Powered by a longitudinally mounted four-cylinder turbocharged petrol engine, the new Alpine roadster’s closest rival will be the Mazda MX-5 – but the Alpine will trump the Mazda on power, with at least 220bhp to call upon. Expect it to cost slightly more than the Mazda too - Renault’s target price for the car is £20,000.

To ask consumers to pay any more for an Alpine would, according to Pelata, be against what the brand stands for. “That’s why we can’t simply produce a Renault version of the Nissan Z,” he explained; “it would be too heavy, too costly and too expensive to run in the increasingly CO2-conscious European market.”

“Also, the business case for such a car does not add up for Renault,” Pelata went on. “For Nissan, the success of the 350Z depends on American sales, and Renault doesn’t sell in America.”

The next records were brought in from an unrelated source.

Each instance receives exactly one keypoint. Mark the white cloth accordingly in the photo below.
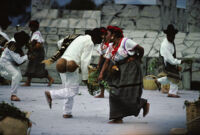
(71, 89)
(9, 70)
(167, 51)
(62, 75)
(173, 86)
(126, 48)
(102, 48)
(10, 57)
(37, 36)
(4, 34)
(80, 51)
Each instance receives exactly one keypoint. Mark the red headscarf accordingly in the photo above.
(116, 30)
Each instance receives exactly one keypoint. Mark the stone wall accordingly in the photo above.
(193, 15)
(131, 17)
(143, 24)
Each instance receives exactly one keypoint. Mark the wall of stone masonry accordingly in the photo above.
(193, 15)
(143, 24)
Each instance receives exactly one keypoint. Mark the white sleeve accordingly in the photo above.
(85, 61)
(59, 43)
(17, 58)
(108, 53)
(168, 57)
(129, 46)
(37, 36)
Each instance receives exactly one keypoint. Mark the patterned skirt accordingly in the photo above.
(126, 90)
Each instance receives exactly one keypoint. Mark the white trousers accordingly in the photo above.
(63, 79)
(11, 72)
(173, 86)
(67, 93)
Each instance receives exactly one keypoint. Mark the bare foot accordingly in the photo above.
(146, 109)
(26, 84)
(99, 96)
(116, 121)
(173, 95)
(14, 98)
(48, 98)
(50, 82)
(67, 116)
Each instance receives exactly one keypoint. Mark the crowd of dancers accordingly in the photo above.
(119, 64)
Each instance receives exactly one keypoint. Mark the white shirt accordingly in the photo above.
(37, 36)
(126, 48)
(59, 43)
(103, 48)
(80, 50)
(10, 57)
(4, 35)
(167, 51)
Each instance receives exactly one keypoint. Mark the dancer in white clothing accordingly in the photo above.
(171, 68)
(10, 60)
(78, 54)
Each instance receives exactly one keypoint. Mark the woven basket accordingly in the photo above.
(165, 88)
(149, 82)
(193, 118)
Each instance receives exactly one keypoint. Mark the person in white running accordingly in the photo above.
(78, 54)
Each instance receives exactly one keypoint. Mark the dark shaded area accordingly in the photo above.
(195, 85)
(15, 8)
(81, 5)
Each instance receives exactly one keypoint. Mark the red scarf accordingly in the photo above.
(115, 49)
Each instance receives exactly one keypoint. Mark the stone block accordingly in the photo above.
(116, 21)
(41, 14)
(45, 22)
(149, 40)
(92, 23)
(52, 49)
(138, 40)
(198, 50)
(65, 31)
(179, 55)
(189, 51)
(52, 14)
(157, 45)
(111, 9)
(127, 24)
(193, 36)
(196, 43)
(55, 22)
(73, 22)
(194, 28)
(178, 41)
(180, 35)
(64, 23)
(188, 43)
(145, 23)
(92, 14)
(66, 14)
(79, 31)
(180, 48)
(139, 34)
(52, 39)
(43, 30)
(129, 11)
(76, 14)
(147, 48)
(153, 53)
(151, 34)
(52, 30)
(150, 11)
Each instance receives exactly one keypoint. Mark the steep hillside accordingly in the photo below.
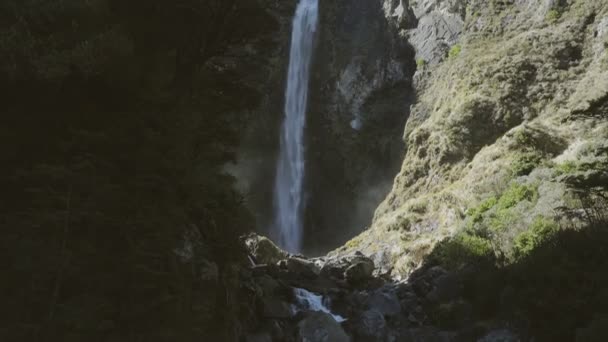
(511, 120)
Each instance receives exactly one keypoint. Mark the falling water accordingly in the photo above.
(290, 167)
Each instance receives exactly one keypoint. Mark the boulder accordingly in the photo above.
(303, 267)
(320, 327)
(427, 334)
(359, 271)
(263, 250)
(356, 265)
(259, 337)
(370, 326)
(276, 308)
(502, 335)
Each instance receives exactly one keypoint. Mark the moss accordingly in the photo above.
(565, 168)
(517, 193)
(419, 207)
(553, 15)
(455, 51)
(525, 163)
(461, 249)
(353, 244)
(476, 213)
(541, 229)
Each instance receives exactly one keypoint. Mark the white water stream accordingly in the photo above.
(312, 302)
(288, 195)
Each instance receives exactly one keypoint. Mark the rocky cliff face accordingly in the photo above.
(511, 110)
(359, 102)
(360, 98)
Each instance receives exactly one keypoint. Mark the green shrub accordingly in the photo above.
(517, 193)
(525, 163)
(553, 15)
(476, 213)
(567, 167)
(462, 249)
(455, 51)
(541, 229)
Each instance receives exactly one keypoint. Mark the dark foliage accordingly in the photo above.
(117, 120)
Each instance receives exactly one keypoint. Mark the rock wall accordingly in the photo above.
(359, 102)
(360, 97)
(511, 96)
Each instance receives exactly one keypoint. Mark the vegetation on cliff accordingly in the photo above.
(118, 117)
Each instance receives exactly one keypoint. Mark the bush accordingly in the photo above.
(553, 15)
(541, 229)
(462, 249)
(455, 51)
(476, 213)
(565, 168)
(526, 163)
(517, 193)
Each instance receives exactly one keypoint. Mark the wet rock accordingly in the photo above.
(320, 327)
(259, 337)
(445, 288)
(264, 250)
(267, 285)
(385, 301)
(501, 335)
(427, 334)
(370, 326)
(353, 267)
(276, 308)
(303, 267)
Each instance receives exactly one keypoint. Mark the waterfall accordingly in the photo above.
(312, 302)
(288, 195)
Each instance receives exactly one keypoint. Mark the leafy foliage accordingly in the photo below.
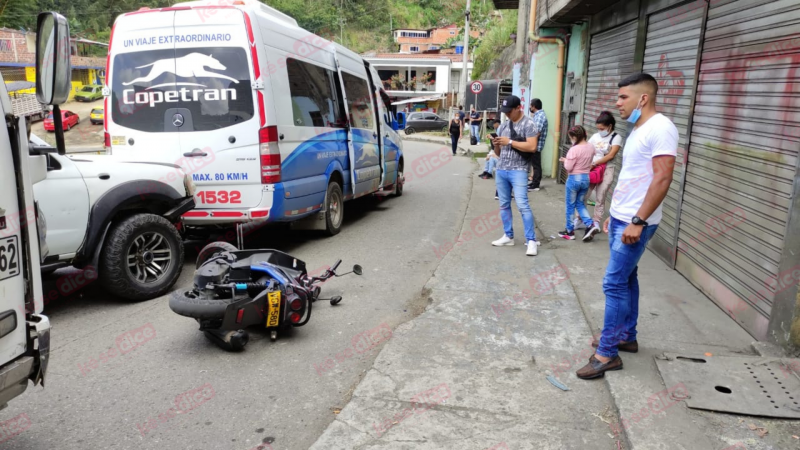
(361, 25)
(493, 42)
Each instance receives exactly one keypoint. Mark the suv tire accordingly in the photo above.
(146, 239)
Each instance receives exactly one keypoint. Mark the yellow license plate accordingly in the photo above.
(274, 311)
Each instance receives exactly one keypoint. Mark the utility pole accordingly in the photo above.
(462, 90)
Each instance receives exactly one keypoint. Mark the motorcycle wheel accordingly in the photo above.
(211, 249)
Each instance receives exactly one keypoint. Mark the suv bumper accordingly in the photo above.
(32, 366)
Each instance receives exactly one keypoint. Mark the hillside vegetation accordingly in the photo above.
(361, 25)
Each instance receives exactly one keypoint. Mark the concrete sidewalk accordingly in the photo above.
(470, 371)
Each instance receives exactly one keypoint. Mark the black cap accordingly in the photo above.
(509, 104)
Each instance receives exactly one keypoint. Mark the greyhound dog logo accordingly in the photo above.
(191, 65)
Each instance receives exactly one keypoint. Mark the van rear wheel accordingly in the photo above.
(334, 209)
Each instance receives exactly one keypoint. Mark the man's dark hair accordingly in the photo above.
(607, 119)
(640, 78)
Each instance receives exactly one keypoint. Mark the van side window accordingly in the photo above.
(314, 102)
(359, 101)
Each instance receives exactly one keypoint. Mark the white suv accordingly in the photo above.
(120, 218)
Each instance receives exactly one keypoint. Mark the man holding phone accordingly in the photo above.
(517, 139)
(491, 157)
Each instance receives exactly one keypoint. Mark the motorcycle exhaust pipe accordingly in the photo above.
(232, 341)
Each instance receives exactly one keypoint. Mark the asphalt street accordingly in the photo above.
(104, 393)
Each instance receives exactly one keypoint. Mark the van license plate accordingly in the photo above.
(274, 311)
(9, 257)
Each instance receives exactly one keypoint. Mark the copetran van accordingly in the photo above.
(274, 123)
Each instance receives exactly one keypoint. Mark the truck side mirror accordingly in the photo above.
(53, 69)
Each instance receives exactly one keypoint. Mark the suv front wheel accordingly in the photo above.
(142, 257)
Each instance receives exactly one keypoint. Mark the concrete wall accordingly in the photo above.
(545, 80)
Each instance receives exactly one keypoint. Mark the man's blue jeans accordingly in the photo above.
(576, 189)
(506, 180)
(491, 163)
(475, 130)
(621, 286)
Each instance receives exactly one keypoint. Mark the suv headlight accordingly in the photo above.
(188, 184)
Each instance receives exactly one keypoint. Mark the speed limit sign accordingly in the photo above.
(476, 87)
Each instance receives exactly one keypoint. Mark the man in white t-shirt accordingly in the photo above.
(647, 164)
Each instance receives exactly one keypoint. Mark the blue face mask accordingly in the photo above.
(636, 114)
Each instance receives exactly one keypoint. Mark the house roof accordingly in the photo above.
(451, 57)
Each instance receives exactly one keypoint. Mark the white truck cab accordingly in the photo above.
(24, 331)
(286, 124)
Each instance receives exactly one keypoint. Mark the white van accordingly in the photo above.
(273, 122)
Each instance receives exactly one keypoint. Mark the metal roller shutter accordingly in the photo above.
(743, 157)
(670, 55)
(610, 60)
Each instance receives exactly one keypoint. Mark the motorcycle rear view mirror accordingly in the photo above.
(53, 68)
(356, 270)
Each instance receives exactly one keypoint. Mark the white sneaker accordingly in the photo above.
(505, 240)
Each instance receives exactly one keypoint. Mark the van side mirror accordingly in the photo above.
(53, 69)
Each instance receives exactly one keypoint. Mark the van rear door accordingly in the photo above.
(217, 103)
(142, 76)
(363, 133)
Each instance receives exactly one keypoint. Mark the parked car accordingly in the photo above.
(119, 219)
(96, 117)
(68, 120)
(423, 121)
(89, 93)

The origins of the platform that the new Alpine will use remain undefined, although the biggest clue dropped thus far was the Nissan Urge concept – an open, longitudinally-engined two-seat concept shown by Nissan in 2006, based on a shortened version of the 350Z’s underpinnings. “The Urge was a great idea,” Pelata explains. “I like it very much.”

So it’s been suggested that the Alpine is being developed through the Renault-Nissan alliance, on a new rear-drive platform created out of modified 350Z underpinnings - but to make the case watertight there needs to be a business reason for Nissan, as well as Renault: “our partnership is one between independent companies,” Pelata says. “We only co-operate when there are benefits for both sides.”

The payback for Nissan, after volunteering its 350Z platform, could come in one of several ways: a Nissan version of the Alpine is among them, to sit below the 350Z – but Renault-Nissan boss Carlos Ghosn’s rule, that Renault and Nissan models should never directly compete with each other, would make that possible only if the Nissan was differently priced and positioned.

That gives us the tantalising possibility that this project might also yield a Nissan-badged replacement for the much-missed 200SX coupe.